C’è una incertezza di fondo del Governo su tanti dossier. Questo Governo che lei prima del Coronavirus stava portando a un passo dalla crisi, non è un po’ fragile in questo quadro?
Nonostante quel che dicono tutti i principali commentatori l’unica cosa che mi preoccupa non è la composizione del Governo, ma la tenuta dell’economia italiana e del quadro sociale. Alle 18 sui balconi non si canta più e si prendono d’assalto i supermercati. Le discussioni politiche sono meno interessanti dei drammi sociali di queste ore.

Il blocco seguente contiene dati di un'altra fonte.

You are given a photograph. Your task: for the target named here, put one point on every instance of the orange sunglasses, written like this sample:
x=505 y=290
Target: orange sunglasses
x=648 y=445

Va bene, ho capito. Non le chiedo se le piacerebbe un Governo Draghi. Le chiedo un’altra cosa, a vedere le reazioni della sua maggioranza alla riflessione di Draghi: non crede che sia un errore regalare Draghi alla destra?
Draghi non appartiene alla destra, non appartiene alla sinistra, è un punto di riferimento planetario, lo dico con orgoglio nazionale. Quello che ha detto ha stimolato il dibattito in Italia e ha indicato la via per l’Europa e per il resto del mondo. Come il suo messaggio venga ripreso in Europa e in Italia è un tema affascinante. Ma anche Salvini deve chiarirsi. È passato da un’apertura a Draghi all’uscita dell’Italia dall’Euro. Io voglio gli Stati Uniti d’Europa perché il mondo sovranista fa paura: abbiamo le frontiere chiuse, non entra più un immigrato, ma non arrivano più turisti e le nostre aziende faticano a esportare. Io voglio l’Europa vera, non il nazionalismo economico.
Quindi?
Quindi che? Non partecipo al gioco del “Draghi sì”, “Draghi no”. Dico che lui ha indicato la strada. Vediamo di seguirla senza troppe incertezze. Meno decreti e più tamponi. Meno polemiche e più respiratori.